Ration balancers usually end up being cheaper because you feed much less as they are designed to make up for whatever may not be present in your main feed (which should be forage). You should be feeding based on weight too...  I don't remember if you said, but what kind of forage are you giving him?


----------



## mls (Nov 28, 2006)

As was mentioned - it's his build. It's called a goose rump.

If that is a recent photo, I would like to see more weight on him overall. But as far as his build, you can't change the base structure.


----------



## luvs2ride1979 (Nov 9, 2007)

barrelracingchik101 said:


> how much would the ration balancer cost????


You only feed 1-2 lbs a day of an RB, total. And they are more dense than most pelleted feeds, so you'll need to weigh a scoop of it to make sure you're feeding the right amount. Most horses do well on 1-1.5 lbs a day.
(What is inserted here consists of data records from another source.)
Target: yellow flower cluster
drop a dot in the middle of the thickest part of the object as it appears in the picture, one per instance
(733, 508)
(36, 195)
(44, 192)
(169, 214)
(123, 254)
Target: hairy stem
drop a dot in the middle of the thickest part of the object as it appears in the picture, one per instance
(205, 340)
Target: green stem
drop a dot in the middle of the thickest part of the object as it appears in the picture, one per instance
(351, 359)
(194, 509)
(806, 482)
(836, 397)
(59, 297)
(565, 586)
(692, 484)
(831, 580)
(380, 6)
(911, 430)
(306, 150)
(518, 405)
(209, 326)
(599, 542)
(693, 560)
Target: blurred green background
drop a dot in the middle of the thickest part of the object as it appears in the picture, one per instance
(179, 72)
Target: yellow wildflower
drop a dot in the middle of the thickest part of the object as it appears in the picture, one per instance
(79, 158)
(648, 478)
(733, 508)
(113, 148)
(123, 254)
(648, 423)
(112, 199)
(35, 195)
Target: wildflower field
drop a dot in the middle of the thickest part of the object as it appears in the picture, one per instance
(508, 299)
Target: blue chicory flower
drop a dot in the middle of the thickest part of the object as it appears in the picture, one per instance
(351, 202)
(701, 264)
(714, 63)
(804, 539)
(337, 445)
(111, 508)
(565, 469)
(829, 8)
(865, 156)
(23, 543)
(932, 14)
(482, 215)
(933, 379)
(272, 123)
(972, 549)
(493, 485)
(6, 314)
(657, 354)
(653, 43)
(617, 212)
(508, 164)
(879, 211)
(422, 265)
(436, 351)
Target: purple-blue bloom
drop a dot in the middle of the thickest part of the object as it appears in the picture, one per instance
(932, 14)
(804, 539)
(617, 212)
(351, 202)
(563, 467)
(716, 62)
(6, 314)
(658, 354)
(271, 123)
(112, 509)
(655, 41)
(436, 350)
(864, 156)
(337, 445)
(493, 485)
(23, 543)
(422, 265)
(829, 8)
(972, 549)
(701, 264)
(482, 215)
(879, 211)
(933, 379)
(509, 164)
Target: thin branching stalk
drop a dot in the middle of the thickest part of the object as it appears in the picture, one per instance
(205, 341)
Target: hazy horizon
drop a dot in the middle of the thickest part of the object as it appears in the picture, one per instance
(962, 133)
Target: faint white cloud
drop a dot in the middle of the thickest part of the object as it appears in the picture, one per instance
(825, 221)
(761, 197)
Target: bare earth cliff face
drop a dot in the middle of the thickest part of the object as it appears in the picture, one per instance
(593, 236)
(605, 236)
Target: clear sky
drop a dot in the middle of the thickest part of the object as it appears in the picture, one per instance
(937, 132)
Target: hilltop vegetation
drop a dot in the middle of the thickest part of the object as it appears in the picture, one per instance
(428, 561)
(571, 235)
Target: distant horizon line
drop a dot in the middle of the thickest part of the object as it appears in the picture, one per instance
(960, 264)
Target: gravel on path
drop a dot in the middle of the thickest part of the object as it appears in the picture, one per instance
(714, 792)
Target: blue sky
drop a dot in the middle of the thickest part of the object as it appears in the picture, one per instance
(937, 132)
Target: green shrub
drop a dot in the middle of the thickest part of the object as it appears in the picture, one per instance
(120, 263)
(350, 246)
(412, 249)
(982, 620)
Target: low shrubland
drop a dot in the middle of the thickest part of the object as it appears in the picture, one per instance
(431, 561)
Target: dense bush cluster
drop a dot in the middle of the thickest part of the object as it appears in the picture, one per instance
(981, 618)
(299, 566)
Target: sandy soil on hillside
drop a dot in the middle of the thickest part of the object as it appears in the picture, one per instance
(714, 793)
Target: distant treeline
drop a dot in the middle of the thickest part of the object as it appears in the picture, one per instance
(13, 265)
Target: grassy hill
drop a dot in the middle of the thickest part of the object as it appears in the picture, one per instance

A bag of RB usually costs $25-40 a bag, depending on the brand. But, since you're feeding much less, it ends up being about the same cost or less per-day than regular feeds.


----------



## Peggysue (Mar 29, 2008)

1lb is rougly 2 3/4 cups a day 

sounds like it will be cheaper then what you are doing NOW...


----------



## Peggysue (Mar 29, 2008)

your 11% feed looks to be a left over mix... meaning what they couldn't or didn't use in other mixes they threw in together to make a feed...


----------